December 10, 2023
Unitarian Universalist Church of Columbia
Dear ones, it is good that we are together today. There’s no place I’d rather be. My heart is overflowing with tender gratitude, with wide-eyed astonishment, at what we have done here, together, in this intern ministry. I marvel at how I’ve grown from that scared guy 16 months ago who couldn’t pronounce anyone’s names correctly to a more whole-hearted, confident minister who still can’t pronounce anyone’s names correctly. You have borne witness to my formation, which remains, of course, a work in progress. You have held me through my mistakes and meanderings. And most of all, throughout all of it, you have consistently shown me a deep and tender grace.
Amazing grace, how sweet the sound, that saved an intern like me. Grace. What is this thing? Is it forgiveness, is it redemption, is it love? Perhaps more important, is it Christian?! (God forbid.)
Grace isn’t the easiest thing to define. But we know what it feels like. It sometimes feels more like a place — that tender place where we feel like we’re at the center of the universe, connected to the whole of everything, feeling like we belong. It’s a fulfillment of our innate desire for relationship. But not any relationship.
Relationships, after all, can be codependent or transactional: It’s a desire for a relationship in which we can reveal our true selves to each other. Where we can feel safe, and brave, and vulnerable. Where we can drink deeply of each other’s stories, and worries, and outrages. Where we can lightly touch each other’s wounds and say, me too. As theologian Paul Tillich once said, grace is an exhortation to “accept that we are accepted.”

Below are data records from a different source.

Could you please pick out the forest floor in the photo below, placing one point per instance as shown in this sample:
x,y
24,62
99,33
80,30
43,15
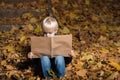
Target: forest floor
x,y
94,24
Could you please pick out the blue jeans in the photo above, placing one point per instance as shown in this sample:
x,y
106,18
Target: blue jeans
x,y
59,65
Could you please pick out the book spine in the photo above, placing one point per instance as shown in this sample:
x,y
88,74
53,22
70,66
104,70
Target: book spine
x,y
51,47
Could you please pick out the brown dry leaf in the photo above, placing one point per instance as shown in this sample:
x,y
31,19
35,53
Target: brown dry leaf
x,y
81,72
113,76
79,65
65,30
38,28
3,62
30,27
87,2
23,38
103,27
102,38
33,20
72,16
115,65
10,48
119,50
87,57
27,15
9,67
104,50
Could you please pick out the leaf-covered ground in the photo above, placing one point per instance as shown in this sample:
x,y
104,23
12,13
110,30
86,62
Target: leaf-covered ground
x,y
94,24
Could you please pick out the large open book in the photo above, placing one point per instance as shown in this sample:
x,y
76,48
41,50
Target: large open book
x,y
51,46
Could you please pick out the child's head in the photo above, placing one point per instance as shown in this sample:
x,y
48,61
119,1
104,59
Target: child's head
x,y
50,25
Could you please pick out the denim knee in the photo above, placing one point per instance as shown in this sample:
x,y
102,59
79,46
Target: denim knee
x,y
60,65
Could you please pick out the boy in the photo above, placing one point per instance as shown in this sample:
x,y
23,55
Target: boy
x,y
50,28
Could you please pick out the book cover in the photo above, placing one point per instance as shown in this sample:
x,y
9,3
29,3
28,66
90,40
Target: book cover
x,y
51,46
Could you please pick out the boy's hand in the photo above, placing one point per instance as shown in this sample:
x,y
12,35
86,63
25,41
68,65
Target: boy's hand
x,y
71,53
30,55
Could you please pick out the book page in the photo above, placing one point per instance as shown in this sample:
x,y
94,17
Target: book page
x,y
51,46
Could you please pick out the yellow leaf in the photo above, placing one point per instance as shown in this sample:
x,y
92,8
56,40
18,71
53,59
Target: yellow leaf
x,y
30,27
22,39
27,15
81,72
102,38
10,48
3,62
73,15
115,65
65,30
87,57
9,67
87,2
33,20
38,28
103,27
104,50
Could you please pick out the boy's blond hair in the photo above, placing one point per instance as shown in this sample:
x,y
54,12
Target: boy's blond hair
x,y
50,25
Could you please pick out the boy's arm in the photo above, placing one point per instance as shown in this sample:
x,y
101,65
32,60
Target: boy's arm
x,y
71,53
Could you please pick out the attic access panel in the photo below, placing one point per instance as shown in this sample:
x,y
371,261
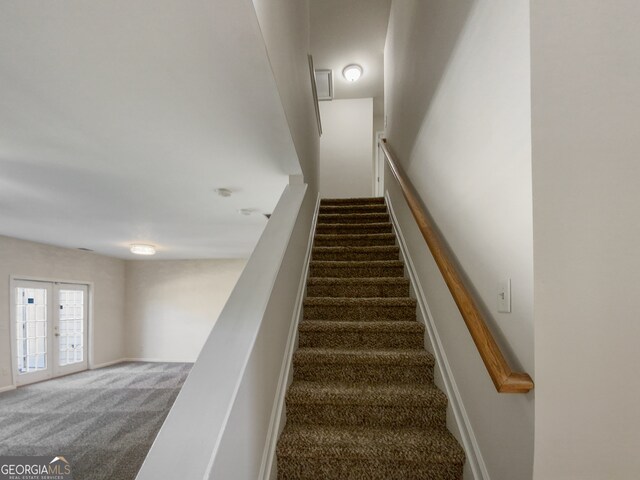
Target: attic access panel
x,y
324,84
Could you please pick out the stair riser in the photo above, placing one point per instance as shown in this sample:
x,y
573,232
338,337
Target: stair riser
x,y
363,256
303,468
379,340
362,373
352,229
358,313
357,272
346,210
426,416
327,219
351,201
357,241
360,291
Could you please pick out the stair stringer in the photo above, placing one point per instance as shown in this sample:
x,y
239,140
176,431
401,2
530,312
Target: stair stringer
x,y
268,468
475,467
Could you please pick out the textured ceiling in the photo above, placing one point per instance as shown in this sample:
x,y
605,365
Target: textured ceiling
x,y
119,119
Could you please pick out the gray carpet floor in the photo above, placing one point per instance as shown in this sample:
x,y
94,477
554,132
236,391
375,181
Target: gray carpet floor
x,y
103,421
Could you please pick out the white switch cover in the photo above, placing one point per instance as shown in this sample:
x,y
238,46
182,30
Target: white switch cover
x,y
504,296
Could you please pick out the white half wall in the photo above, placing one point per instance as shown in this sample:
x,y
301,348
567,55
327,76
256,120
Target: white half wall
x,y
172,305
457,99
26,259
346,148
586,199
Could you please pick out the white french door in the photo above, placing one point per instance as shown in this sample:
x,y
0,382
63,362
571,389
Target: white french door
x,y
49,330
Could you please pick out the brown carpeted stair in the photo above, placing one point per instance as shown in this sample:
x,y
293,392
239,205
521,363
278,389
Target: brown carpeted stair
x,y
362,404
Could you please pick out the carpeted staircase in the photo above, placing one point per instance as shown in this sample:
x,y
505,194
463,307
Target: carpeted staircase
x,y
362,404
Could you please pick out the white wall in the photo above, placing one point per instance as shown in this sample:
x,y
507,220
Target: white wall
x,y
457,95
172,305
35,260
285,30
586,167
346,165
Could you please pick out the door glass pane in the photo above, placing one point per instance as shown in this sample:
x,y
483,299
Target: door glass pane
x,y
71,327
31,329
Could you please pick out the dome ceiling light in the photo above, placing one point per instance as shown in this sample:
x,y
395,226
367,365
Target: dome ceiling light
x,y
352,72
140,249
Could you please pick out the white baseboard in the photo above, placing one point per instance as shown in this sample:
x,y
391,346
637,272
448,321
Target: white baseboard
x,y
156,360
107,364
267,465
469,441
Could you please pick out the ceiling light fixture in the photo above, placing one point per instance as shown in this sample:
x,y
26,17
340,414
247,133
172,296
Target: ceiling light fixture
x,y
140,249
352,72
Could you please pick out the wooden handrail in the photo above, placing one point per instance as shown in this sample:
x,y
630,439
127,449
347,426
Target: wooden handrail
x,y
504,379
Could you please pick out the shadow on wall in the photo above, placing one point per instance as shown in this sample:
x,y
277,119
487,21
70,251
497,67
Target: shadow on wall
x,y
435,29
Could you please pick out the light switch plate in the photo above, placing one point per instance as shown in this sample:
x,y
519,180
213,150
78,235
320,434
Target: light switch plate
x,y
504,296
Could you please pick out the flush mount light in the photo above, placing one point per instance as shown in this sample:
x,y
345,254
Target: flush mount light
x,y
140,249
352,72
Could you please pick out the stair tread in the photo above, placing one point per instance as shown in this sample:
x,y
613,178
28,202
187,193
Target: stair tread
x,y
365,207
357,263
354,443
357,248
362,356
357,280
396,326
355,225
324,217
401,395
352,201
362,301
356,235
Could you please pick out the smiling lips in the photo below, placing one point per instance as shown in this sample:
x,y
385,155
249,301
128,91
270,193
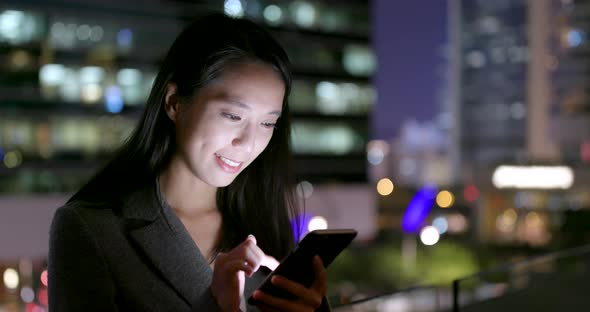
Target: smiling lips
x,y
228,165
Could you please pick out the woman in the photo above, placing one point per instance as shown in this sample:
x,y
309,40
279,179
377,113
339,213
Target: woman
x,y
198,199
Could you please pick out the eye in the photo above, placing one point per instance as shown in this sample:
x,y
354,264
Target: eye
x,y
269,125
231,117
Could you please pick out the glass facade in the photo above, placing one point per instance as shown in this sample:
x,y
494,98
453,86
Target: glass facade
x,y
493,104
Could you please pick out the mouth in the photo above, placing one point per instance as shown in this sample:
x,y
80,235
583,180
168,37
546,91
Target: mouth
x,y
227,164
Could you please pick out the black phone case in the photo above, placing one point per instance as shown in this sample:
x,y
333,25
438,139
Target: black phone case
x,y
298,265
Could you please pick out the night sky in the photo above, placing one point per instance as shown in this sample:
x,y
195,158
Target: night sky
x,y
407,36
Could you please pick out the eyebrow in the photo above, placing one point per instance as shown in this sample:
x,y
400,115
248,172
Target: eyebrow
x,y
243,105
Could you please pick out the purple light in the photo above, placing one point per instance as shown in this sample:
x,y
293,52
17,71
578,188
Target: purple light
x,y
299,226
418,209
113,100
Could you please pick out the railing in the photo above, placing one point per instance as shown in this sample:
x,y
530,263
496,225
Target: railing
x,y
558,281
416,299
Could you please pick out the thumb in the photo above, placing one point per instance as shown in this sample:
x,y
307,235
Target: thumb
x,y
251,238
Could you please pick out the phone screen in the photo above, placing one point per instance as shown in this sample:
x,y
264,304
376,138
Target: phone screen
x,y
298,265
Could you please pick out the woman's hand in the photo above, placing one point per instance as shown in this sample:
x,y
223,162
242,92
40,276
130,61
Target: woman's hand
x,y
309,299
230,269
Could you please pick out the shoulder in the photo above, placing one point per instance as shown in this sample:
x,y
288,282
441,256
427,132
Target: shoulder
x,y
83,214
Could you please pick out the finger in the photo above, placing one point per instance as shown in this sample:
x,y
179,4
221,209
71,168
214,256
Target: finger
x,y
249,252
236,265
309,296
320,276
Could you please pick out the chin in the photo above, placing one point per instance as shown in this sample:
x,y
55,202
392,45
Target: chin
x,y
221,181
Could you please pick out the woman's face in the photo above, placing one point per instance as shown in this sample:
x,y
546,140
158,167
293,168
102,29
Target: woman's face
x,y
229,123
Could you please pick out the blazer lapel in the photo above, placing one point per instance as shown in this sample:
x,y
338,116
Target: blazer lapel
x,y
167,244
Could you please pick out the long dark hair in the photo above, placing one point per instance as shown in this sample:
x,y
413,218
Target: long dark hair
x,y
260,200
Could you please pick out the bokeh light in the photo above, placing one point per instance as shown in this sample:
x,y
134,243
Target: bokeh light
x,y
27,294
445,199
385,187
11,278
441,224
44,277
13,159
429,235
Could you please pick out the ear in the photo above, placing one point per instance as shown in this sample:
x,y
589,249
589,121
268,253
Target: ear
x,y
171,103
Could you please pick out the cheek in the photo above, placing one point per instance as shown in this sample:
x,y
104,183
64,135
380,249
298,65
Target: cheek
x,y
264,140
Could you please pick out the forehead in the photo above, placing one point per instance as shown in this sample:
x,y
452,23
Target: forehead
x,y
249,84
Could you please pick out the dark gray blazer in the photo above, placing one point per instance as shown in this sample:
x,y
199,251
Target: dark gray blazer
x,y
131,256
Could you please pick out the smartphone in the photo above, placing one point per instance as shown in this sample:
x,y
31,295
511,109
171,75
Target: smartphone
x,y
298,266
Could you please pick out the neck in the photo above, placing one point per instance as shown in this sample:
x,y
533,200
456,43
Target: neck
x,y
187,195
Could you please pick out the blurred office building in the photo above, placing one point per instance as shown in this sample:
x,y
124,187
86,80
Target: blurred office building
x,y
519,86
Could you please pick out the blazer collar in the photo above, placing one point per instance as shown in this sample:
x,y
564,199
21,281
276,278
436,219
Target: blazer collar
x,y
166,243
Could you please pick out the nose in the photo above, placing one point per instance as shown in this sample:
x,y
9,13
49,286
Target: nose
x,y
245,138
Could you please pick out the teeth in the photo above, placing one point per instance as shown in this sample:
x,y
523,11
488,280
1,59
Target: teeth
x,y
229,162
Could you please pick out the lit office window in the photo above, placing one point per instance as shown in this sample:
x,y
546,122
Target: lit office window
x,y
18,27
326,138
359,60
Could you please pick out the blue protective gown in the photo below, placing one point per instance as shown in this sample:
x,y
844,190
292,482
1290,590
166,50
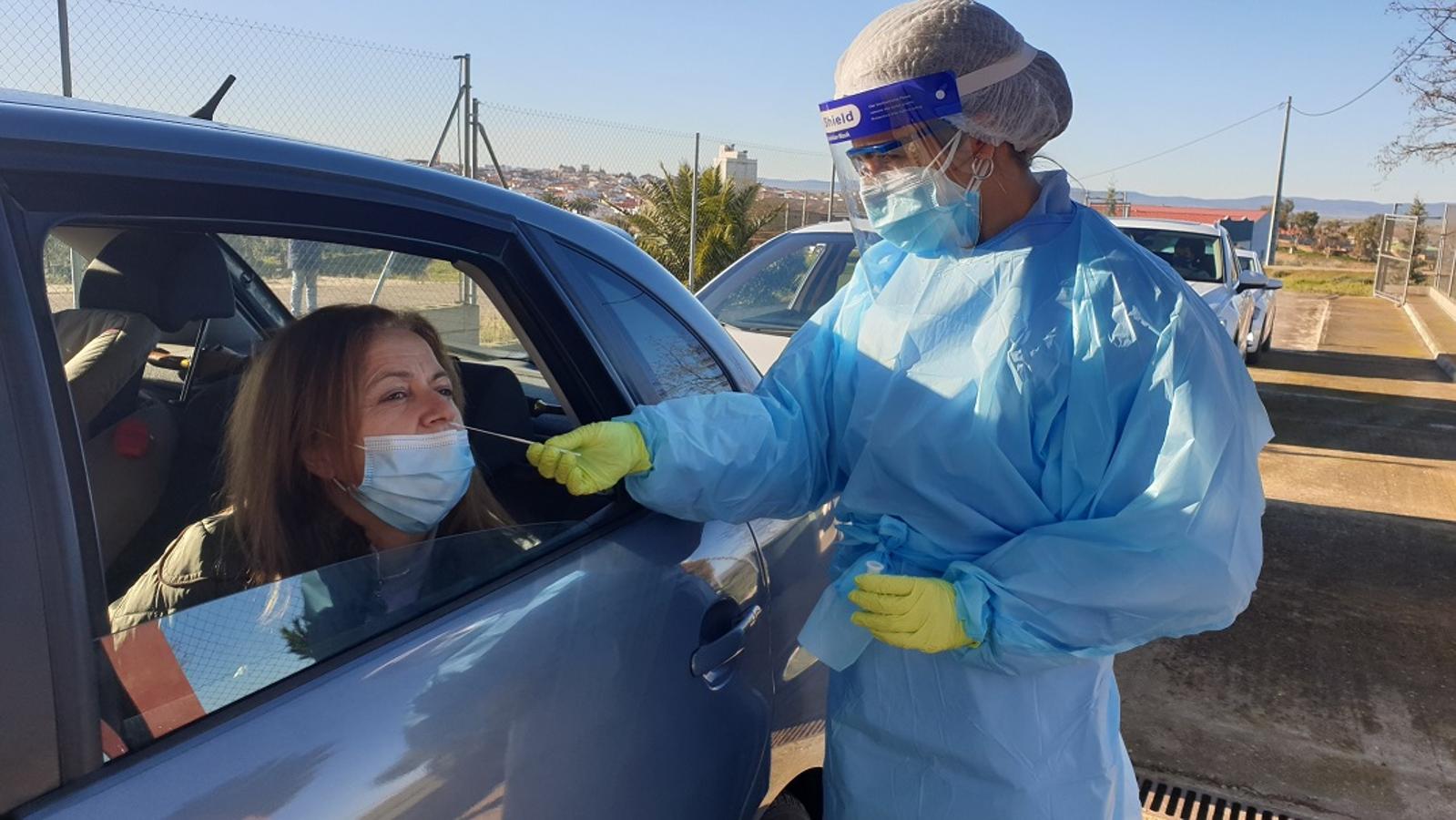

But learning to accept grace is not an easy thing. There are always doubts and fears that sneak in to steal our confidence, that whisper to us of our own inadequacy. I know that feeling all too well as I’ve struggled with my own imposter syndrome, and I’m sure I’m not alone. Nursing doubts reminds me of the story of a patient my cohort group encountered during my chaplaincy training. When discussing our counselees, we always choose a fictitious name to protect privacy. We named her Grace. Grace was confined to a hospital bed, nearing the end of life. She asked to see a chaplain, desperate to relieve this ache in her heart. It was the ache of worry and doubt. You see, Grace had been raised as Eastern Orthodox, the long-time tradition of her family for generations. But later in life, like so many of us, she chose a new religious family, a new faith tradition among evangelical Christians. And as she prepared to meet her maker, there was one burning question that tormented her: Am I saved? Will I go to heaven? Will I be rejected, because I didn’t do it right?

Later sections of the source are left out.